Looking forward to the State of the Union? Two years ago (or was it three?), when I had a job that was affiliated with politics in kind of isolated but austere watchdog way, my co-workers and I watched the SotU without succumbing to the passive spectation of those in the know. I don’t remember much of the context out of which Terrorism v. America was borne. (This was a period during which I earned a reputation of being a bit of a beer mooch – “Bring six, drink nine” was an oft-applied sobriquet amongst the tenants of the house at which I obtained my televisual fix, being too cheap to purchase an idiot box and the requisite DirecTV package.) I do, however, remember the game’s basic premise. Terrorism v. America is modeled on old “Roxanne/Red Light” drinking game of the Olde College Years. In “Roxanne/Red Light,” you listen to the Sting song after dividing up into two groups, one of which consumes a swallow of beer after the word “Roxanne” is sung, the other of which does same after “Red light” is sung. While watching the speech, no reaction need be made when the President squints his squint, or shifts his weight back to his heels and then leans up against the podium for emphasis; attempts to mimic the clipped Texas drawl of the President, by which “terror” becomes “terra” and “America” becomes “mer-ka,” are encouraged but not necessary. The only thing you need to do is drink when the President says “America” or “terrorism,” depending on which team you’re on. In our circle, “terror,” “terrorism,” and “terrorists” were all functionally the same. Likewise with “America” and “American,” but for some reason “the United States” was not included as a drink prompt. Given the correct demographics, serious sober contemplation of the SotU is to the onset of crippling cynicism as Terrorism v. America is to the onset of flagrantly enjoyable idiocy, of which idiocy all of us need a periodic dose. Projecting my shit onto you is not my bag, however, so feel free to watch another rerun of Seinfeld if your druthers lead you down that path.

C. By (implied) request, with apologies beforehand if this gives offense to your sense of decorum’s steadfast disavowal of ababcdcd. . . rhyme schemes.

Sacred Heart

For one who watches with too little rest
A body rousing fitfully to its pain
- The nerves like dull burns where the sheet has pressed -
Subsiding to dementia yet again;
For one who snatches what repose he can,
Exhausted by the fretful reflexes
Jerked from the torpor of a dying man,
Sleep is fear, invaded as it is
By coil on coil of ominous narrative
In which specific isolated streaks,
Bright as tattoos, of inks that seem to live,
Shift through elusive patterns. Once in those weeks
You dreamt your dying friend hung crucified
In his front room, against the mantelpiece;
Yet it was Christmas, when you went outside
The shoppers bustled, bells rang without cease,
You smelt a sharp excitement on the air,
Crude itch of evergreen. But you returned
To find him still nailed up, mute sufferer
Lost in a trance of pain, toward whom you yearned.
When you woke up, you could not reconcile
The two conflicting scenes, indoors and out.
But it was Christmas. And parochial school
Accounted for the Dying God no doubt.

Now since his death you’ve lost the wish for sleep,
In which you might mislay the wound of feeling;
Drugged you drag grief from room to room and weep,
Preserving it from closure, from a healing
Into the novelty of glazed pink flesh.
We hear you stumble vision-ward above,
Keeping the edges open, bloody, fresh
Wound, no – the heart, His Heart, broken with love.

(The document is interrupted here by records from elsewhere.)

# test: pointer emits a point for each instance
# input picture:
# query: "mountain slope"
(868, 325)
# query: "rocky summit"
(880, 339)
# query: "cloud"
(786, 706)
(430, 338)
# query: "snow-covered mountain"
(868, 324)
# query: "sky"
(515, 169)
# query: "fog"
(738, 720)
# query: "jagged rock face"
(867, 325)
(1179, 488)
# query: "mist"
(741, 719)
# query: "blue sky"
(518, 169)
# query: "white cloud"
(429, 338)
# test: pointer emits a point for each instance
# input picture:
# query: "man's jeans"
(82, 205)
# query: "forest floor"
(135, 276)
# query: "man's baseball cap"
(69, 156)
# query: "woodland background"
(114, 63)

An unfamiliar ticking makes you look
Down your left side where, suddenly apparent
Like a bright plate from an anatomy book
- In its snug housing, under the transparent
Planes of swept muscle and the barreled bone –
The heart glows, and you feel the holy heat:
The heart of hearts transplanted to your own
Losing rich purple drops with every beat.
Yet even as it does your vision alters,
The hallucination lighted through the skin
Begins to deaden (though still bleeding), falters,
And hardens to its evident origin
- A red heart from a cheap religious card,
Too smooth, too glossy, too securely cased!

Stopped in a crouch, you wearily regard
Each drop dilute into the waiting waste.